With the arrival of summer, gator-size speckled trout and many nice black drum are moving actively in the New River – and they're hungry.
“We've been catching lots of citation-size trout with black drum are mixed in,” said guide Ricky Kellum of Jacksonville. “I've had anglers catch 10 citation (5 pounds or larger) trout the last two weeks.”
The key to catching trout during summer is live shrimp, and the river's mud flats are full of them. Kellum throws a cast net at the end of each fishing day after he drops off anglers at the boat ramp in Sneads Ferry. He heads out to net dozens of shrimp and places them in a holding tank overnight for the next day's action.

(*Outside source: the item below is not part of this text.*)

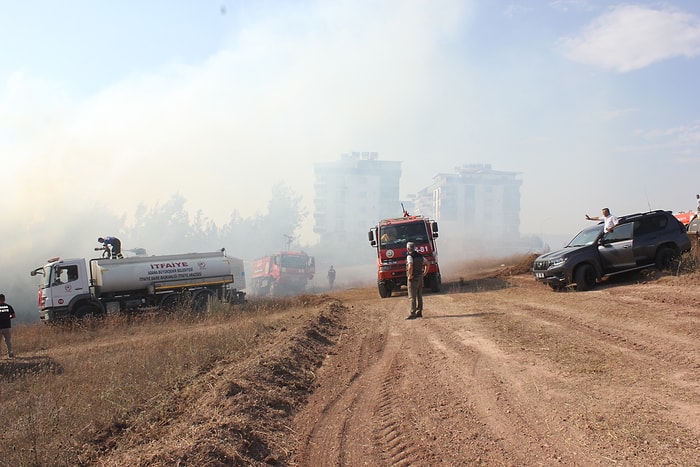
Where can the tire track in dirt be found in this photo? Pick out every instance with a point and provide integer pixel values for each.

He doesn’t have to waste time looking for bait the morning of the fishing trip, which is crucial because he emphasizes being on the water before daylight to take advantage of the incoming tide.
"You have to get to the right places in the morning, and that means getting there early," he said. "A lot of people who live down here and fish regularly know most of the good spots."
Kellum has fished the river for four decades and has several places he can visit for the best results at different times of the year, including local bridges and several deep channels that sweep past islands, oyster beds and points with drop-offs that hold trout.
“You have to catch the tide right to be there when the best bite turns on in summer,” said Kellum (910-330-2745). “Once the tide switches, the morning bite at my No. 1 spot usually shuts down, but you can catch black drum all day long; the tide doesn't seem to affect them.”
Kellum’s basic terminal tackle for shrimp includes a 3-inch Billy Boy Bobber tied to 10-pound test running line, with a 2-foot leader of 40-pound mono tied to a swivel at the bottom of the float, then a half-ounce barrel weight with a pink bead under the weight above a 50-pound swivel, then a 2-foot length of 25-pound mono leader with a No. 4 3x treble hook tied to the end.
“I use the 25-pound leader below the 50-pound-test leader, so if somebody gets hung on the bottom, I can break the line and only lose the treble hook, not the whole rig, including the bobber,” said Kellum, whose also ties a bobber stopper above his float so the shrimp rides about two feet off the bottom.
“A lot of people will look at my shrimp rig in my boat and think I'm fishing 1 ½- to 2-feet deep, but they don't notice the bobber stopper up the line,” Kellum said. “So if I'm fishing in 10 feet of water, my shrimp actually is 8 feet deep.”
The N.C. Division of Marine Fisheries allow anglers to keep four trout per day, with a 14-inch size minimum, and 10 black drum between 14 and 25 inches, with one longer than 25 inches. Trout 24 inches or longer that are released alive can earn NCDMF citations, while black drum weighing 35 pounds or more or live-released black drum longer than 40 inches also can earn citations.